# Fitting Lilly Pipe and narrow tubing to a Fluval filter



## Bobtastic (30 Sep 2009)

Hi all, 

I've recently setup a planted tank, but currently only using the standard outlet and inlet from my Fluval 405 filter. I'd be interested in swapping them out for some glassware and associated tubing but I'm unsure how to go about connecting it all up...

The Fluval 405 seems to use quite wide, almost corrigated, hosing to run too and from the tank. I was wondering if anyone had any experience in changing over to the type of tubing used for the standard lilly pipes and other glassware. 


Thanks in advance!


----------



## Superman (30 Sep 2009)

I have a 13mm glass lily set which is the smallest fitting tubes. 
But it's on a Fluval 105 filter that fits 16/22mm tubing.
Therefore, I got a section of each, and luckily the 12/16mm tubing (for the lily pipes) perfectly fits inside the 16/22mm tubing for the filter.
The join is so tight you don't need anything to hold it together.

Or could get some connectors that set up/down the tube size, like this:
http://www.aquaessentials.co.uk/index.p ... ts_id=1891


----------



## Bobtastic (30 Sep 2009)

I was hoping that there would be some recommendations from alternative tubing that I could use. The black ribbed hoses are a bit unsightly. I'd prefer to get so narrower (if possible) clear tubing. Is there an alternative out there?


----------



## Themuleous (30 Sep 2009)

Think most people swap the fluval piping over to clear PVC tubing, as you say its pretty ugly.

Try here, they have loads of different types, perhaps get a few meters of a few types and see which one works best?  Its not expensive stuff if you're only using it for the filter tubing.

http://www.kiowa.co.uk/Products/PVC_Hos ... r_PVC_Tube

Sam


----------



## Bobtastic (1 Oct 2009)

I'm trying for find out the correct diametre of the hosing that I need. I've found a forum that says that it's 5/8" InsideD 3/4" OoutsideD, but what's that in real money???


----------



## Superman (1 Oct 2009)

Bobtastic said:
			
		

> I'm trying for find out the correct diametre of the hosing that I need. I've found a forum that says that it's 5/8" InsideD 3/4" OoutsideD, but what's that in real money???


I would of thought thats the 16mm internal:
http://www.aquaessentials.co.uk/index.p ... ts_id=2794


----------



## ceg4048 (2 Oct 2009)

Well, it would probably serve better to understand the Metric/English conversion factors. 1 inch = 2.5cm = 25mm (roughly- the actual number is 2.54cm)
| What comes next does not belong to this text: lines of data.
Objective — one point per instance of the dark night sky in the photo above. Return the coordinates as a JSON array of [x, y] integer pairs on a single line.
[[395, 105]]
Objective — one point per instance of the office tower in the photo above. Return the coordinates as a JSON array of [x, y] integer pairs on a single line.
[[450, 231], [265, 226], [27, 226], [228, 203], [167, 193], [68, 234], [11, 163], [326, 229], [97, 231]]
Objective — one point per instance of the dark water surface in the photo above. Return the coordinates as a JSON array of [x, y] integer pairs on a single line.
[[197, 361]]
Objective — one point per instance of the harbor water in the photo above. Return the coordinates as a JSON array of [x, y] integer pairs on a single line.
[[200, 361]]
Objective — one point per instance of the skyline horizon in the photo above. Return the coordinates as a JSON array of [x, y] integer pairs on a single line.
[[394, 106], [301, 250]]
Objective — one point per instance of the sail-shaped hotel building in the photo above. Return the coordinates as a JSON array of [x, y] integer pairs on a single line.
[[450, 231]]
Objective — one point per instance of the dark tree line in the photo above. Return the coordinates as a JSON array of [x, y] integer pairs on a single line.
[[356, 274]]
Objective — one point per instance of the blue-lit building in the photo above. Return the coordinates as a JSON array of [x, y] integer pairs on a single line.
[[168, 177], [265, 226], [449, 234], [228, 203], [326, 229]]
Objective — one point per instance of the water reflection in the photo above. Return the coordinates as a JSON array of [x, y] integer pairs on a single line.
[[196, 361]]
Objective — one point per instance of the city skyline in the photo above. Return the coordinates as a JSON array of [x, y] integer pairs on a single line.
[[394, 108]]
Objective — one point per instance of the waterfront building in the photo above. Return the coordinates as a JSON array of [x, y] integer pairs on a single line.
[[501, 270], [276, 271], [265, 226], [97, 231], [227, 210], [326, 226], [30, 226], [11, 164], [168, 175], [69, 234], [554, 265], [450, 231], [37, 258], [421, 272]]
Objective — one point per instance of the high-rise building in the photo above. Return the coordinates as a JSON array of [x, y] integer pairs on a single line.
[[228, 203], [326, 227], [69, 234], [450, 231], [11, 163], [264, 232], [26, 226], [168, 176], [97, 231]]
So 5/8 of 25mm = 15.625mm or roughly 16mm inside diameter
      3/4 of 25mm = 18.75mm or roughly 19mm outside diameter

This should be a tube of 19mm cross sectional diameter and (19mm-16mm)/2, or  1.5mm wall thickness.
A 16mm inside diameter will fit over any pipe which has an outside diameter of less than 16mm.

You say you have a 13mm lily pipe set but it's not clear whether 13mm is the inside or outside diameter of the pipe. If 13mm is the OD then the lily pipe it's too small.

Cheers,


----------



## Bobtastic (2 Oct 2009)

Umm... I didn't say that I have a Lilly pipe kit. 

I'm wanting to convert the standard inlet, outlet and piping on a Fluval 405 to something a little more pleasing to the eye.

Thanks for bearking down the sizing tho! Very helpful.


----------